Reporting statutes rely on and are designed to encourage reports of elder abuse. A number of reasons have been given for this underreporting.
One potential source of reports is the victims themselves. As noted, victims are relatively unlikely to report financial abuse (Choi and Mayer, 2000; Kleinschmidt, 1997; National Center on Elder Abuse, 1998; Podnieks, 1992), reportedly more so than for other forms of elder abuse (Podnieks, 1992). Not surprisingly, one set of reasons for underreporting focuses on the characteristics of the victimized elder person. For example, the elder person may be embarrassed at falling victim to financial exploitation and may desire to avoid looking like a person who was too trusting (Coker and Little, 1997; Dessin, 2000; Hwang, 1996; Nerenberg, 2000c; Wilber and Reynolds, 1996). Similarly, elder persons may not want to report the financial abuse for fear it will suggest that they are having problems managing their affairs and provide a rationale for placement in a nursing home or the institution of a guardianship (Hwang, 1996; Nerenberg, 2000c). The elder person may also fear change and prefer the status quo, regardless of its deleterious nature (Dessin, 2000).
Elder persons may hold a view that some level of abuse is normal. For example, they may have a self-identity that they are weak or undeserving or a burden to others and thus may expect to be taken advantage of by others (Dessin, 2000). Alternatively, they may have prior experience living in an abusive environment where they witnessed abuse, were abused, or abused others and thus do not consider it abnormal (Dessin, 2000).

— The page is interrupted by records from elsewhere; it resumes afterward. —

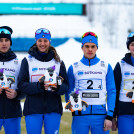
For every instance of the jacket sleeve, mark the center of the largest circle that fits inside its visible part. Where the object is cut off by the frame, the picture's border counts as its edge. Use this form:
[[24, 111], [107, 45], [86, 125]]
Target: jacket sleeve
[[63, 88], [71, 81], [117, 77], [111, 92], [27, 87]]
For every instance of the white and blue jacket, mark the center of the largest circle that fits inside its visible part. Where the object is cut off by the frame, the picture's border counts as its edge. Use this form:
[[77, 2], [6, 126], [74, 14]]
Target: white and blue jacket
[[38, 100], [124, 77], [94, 79], [10, 108]]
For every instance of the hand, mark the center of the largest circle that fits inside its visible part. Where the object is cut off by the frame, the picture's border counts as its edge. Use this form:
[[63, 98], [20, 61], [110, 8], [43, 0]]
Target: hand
[[10, 93], [114, 124], [1, 89], [53, 87], [107, 124]]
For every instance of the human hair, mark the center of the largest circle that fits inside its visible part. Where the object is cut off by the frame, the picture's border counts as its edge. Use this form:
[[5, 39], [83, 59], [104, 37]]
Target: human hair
[[56, 56]]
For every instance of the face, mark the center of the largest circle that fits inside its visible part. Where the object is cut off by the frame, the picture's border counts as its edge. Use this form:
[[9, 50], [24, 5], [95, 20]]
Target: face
[[4, 45], [131, 48], [89, 50], [43, 45]]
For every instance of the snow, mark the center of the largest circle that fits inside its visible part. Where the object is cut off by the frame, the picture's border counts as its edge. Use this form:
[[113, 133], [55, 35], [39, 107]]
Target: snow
[[43, 1], [111, 23]]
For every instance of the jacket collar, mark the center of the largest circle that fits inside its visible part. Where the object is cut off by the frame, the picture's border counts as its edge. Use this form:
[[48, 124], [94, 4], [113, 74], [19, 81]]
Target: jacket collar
[[93, 61]]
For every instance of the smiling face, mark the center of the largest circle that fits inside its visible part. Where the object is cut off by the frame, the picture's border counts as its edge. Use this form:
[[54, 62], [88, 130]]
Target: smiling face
[[4, 45], [43, 45], [89, 50], [131, 48]]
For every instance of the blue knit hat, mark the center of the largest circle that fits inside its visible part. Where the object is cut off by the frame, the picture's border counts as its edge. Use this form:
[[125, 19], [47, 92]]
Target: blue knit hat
[[89, 37], [5, 32], [130, 39], [43, 33]]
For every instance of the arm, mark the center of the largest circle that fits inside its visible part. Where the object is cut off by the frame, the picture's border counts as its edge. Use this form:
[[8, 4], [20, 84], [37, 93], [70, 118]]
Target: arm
[[71, 81], [111, 96], [117, 77], [63, 88], [111, 93], [24, 84]]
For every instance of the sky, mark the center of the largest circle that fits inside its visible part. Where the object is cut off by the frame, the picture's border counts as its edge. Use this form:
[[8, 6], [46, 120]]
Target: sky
[[106, 20]]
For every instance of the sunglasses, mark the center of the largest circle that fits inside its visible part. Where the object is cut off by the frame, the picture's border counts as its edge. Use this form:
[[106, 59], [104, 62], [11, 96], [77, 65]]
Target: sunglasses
[[131, 35], [89, 33], [4, 31], [45, 31]]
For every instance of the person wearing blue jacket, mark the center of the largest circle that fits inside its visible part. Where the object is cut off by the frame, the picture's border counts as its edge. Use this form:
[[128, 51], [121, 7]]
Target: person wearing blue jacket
[[124, 81], [10, 96], [94, 79], [43, 103]]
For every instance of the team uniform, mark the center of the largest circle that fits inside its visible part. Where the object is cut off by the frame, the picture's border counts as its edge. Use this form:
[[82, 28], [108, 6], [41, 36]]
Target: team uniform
[[124, 79], [94, 79], [10, 109], [41, 106]]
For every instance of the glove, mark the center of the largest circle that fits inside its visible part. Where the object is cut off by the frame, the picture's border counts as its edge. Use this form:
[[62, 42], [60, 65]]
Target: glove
[[129, 94], [59, 80], [42, 79]]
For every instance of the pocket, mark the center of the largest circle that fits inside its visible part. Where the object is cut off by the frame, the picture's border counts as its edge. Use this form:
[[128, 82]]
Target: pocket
[[99, 109]]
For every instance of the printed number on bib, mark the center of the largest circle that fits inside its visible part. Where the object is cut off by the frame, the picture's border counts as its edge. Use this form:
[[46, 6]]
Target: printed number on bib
[[94, 84], [128, 84]]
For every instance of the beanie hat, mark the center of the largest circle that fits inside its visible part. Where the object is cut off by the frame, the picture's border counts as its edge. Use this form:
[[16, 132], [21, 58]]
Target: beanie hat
[[5, 32], [89, 37], [130, 39], [43, 33]]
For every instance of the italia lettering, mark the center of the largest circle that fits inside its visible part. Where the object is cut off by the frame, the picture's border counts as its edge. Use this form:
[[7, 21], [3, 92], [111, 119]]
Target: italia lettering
[[9, 69], [92, 72]]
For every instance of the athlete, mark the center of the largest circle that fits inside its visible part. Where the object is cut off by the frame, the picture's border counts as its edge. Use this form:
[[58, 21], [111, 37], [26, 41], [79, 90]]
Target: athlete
[[39, 78], [10, 108], [94, 79], [124, 80]]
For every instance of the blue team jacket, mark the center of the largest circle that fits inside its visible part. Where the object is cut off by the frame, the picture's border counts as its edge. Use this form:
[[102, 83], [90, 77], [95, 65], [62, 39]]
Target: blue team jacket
[[9, 108], [110, 86], [39, 101], [122, 108]]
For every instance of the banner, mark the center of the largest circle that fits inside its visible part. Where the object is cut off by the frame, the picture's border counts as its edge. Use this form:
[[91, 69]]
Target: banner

Because victims are often induced to cooperate in their own exploitation, they may believe that they are fully or partially to blame for their victimization (Nerenberg, 2000c). Alternatively, if the financial abuse has an impact on other family members, elder persons may be blamed for or feel responsible for the consequences (Deem, 2000). They may also be concerned that they will become a burden to their family as a result (Hwang, 1996).
The elder person may not realize that abuse occurred or that financial abuse is a crime that can be reported (Coker and Little, 1997; Deem, 2000; Wilber and Reynolds, 1996). Elder persons may also have an impairment that prevents them from reporting the abuse or from recognizing its existence (Dessin, 2000; Gordon, 1986; Smith, 1999).